Il ricorrente in Cassazione, condannato in primo grado, con sentenza confermata dalla Corte di Appello di Torino, alla pena di un anno e sei mesi di reclusione, oltre alle pene accessorie e alla confisca della somma costituente profitto del reato, adiva il Supremo Collegio lamentando, tra i motivi di doglianza, il vizio di violazione di legge circa l'erronea valutazione sulla sussistenza del dolo generico.
Nel caso di specie, a dire del ricorrente, non era stato integrato l’elemento soggettivo richiesto dalla fattispecie incriminatrice, in virtù del fatto che, per la presentazione della dichiarazione, era stata conferita delega ad un professionista di fiducia.
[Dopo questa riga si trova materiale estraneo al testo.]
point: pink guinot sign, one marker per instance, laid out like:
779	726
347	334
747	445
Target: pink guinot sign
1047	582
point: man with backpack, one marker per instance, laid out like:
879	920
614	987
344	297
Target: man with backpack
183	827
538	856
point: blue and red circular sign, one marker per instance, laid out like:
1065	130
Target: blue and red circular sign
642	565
Tale circostanza, già sottolineata nei precedenti gradi dinanzi ai Giudici di merito, era risultata non adeguatamente valutata.
Gli Ermellini, esaminata la questione postagli al vaglio, hanno rigettato il ricorso ritenuto inammissibile per genericità, nonché manifestamente infondato.
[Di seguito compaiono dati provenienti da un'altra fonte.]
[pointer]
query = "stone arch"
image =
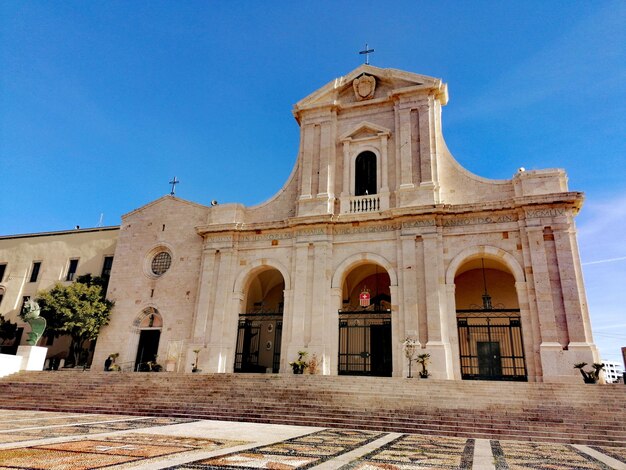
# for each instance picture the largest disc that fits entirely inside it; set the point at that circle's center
(358, 150)
(145, 312)
(485, 251)
(361, 258)
(247, 274)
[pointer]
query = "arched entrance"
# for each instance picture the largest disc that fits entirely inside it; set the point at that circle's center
(365, 323)
(260, 326)
(489, 324)
(365, 174)
(150, 324)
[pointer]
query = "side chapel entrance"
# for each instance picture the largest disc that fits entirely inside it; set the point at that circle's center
(260, 326)
(489, 324)
(150, 325)
(365, 323)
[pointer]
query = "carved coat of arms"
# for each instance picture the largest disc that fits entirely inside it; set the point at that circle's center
(364, 87)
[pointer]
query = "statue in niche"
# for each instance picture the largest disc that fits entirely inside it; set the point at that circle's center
(30, 314)
(364, 87)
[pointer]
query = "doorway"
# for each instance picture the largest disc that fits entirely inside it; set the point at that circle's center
(147, 349)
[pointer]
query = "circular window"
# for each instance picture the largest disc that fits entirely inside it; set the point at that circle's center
(161, 263)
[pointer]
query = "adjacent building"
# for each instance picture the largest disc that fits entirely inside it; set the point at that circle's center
(613, 372)
(378, 235)
(30, 263)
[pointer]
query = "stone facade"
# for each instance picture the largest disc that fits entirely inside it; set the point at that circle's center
(375, 204)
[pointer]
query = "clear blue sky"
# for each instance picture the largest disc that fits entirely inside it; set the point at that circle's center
(102, 103)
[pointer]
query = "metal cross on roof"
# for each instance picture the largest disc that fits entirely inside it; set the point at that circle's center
(367, 53)
(174, 182)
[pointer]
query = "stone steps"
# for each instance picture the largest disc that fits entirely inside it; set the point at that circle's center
(580, 414)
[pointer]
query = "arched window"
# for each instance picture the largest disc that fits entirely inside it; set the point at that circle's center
(365, 174)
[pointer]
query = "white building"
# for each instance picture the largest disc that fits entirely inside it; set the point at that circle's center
(613, 372)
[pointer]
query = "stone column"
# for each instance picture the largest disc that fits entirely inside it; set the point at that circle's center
(433, 304)
(408, 276)
(205, 296)
(572, 286)
(426, 171)
(325, 161)
(542, 285)
(301, 300)
(222, 324)
(384, 165)
(347, 169)
(406, 181)
(308, 131)
(331, 360)
(454, 371)
(287, 330)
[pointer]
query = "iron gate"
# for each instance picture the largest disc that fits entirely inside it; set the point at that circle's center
(365, 343)
(491, 345)
(258, 342)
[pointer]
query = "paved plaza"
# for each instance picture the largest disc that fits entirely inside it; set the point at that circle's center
(44, 440)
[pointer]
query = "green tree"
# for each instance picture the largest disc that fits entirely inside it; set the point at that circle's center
(79, 310)
(7, 330)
In particolare, la Suprema Corte, richiamando la costante giurisprudenza[1], ha affermato che: “La prova del dolo specifico di evasione, nel delitto di omessa dichiarazione (art. 5, D. Lgs. 10 marzo 2000, n. 74), può essere desunta dall'entità del superamento della soglia di punibilità vigente, unitamente alla piena consapevolezza, da parte del soggetto obbligato, dell'esatto ammontare dell'imposta dovuta”.
In riferimento alle possibili implicazioni, in termini di responsabilità penale del contribuente conseguenti al conferimento di una delega per la presentazione della dichiarazione ad un professionista, i giudici di legittimità, aderendo al consolidato indirizzo giurisprudenziale[2], hanno evidenziato come l’obbligo dichiarativo avrebbe natura personale, in quanto incombente direttamente sul contribuente e, in caso di persone giuridiche, su chi ne abbia la legale rappresentanza, tenuto a sottoscrivere la dichiarazione a pena di nullità (art. 1, co. 4, d.P.R. 322/1998).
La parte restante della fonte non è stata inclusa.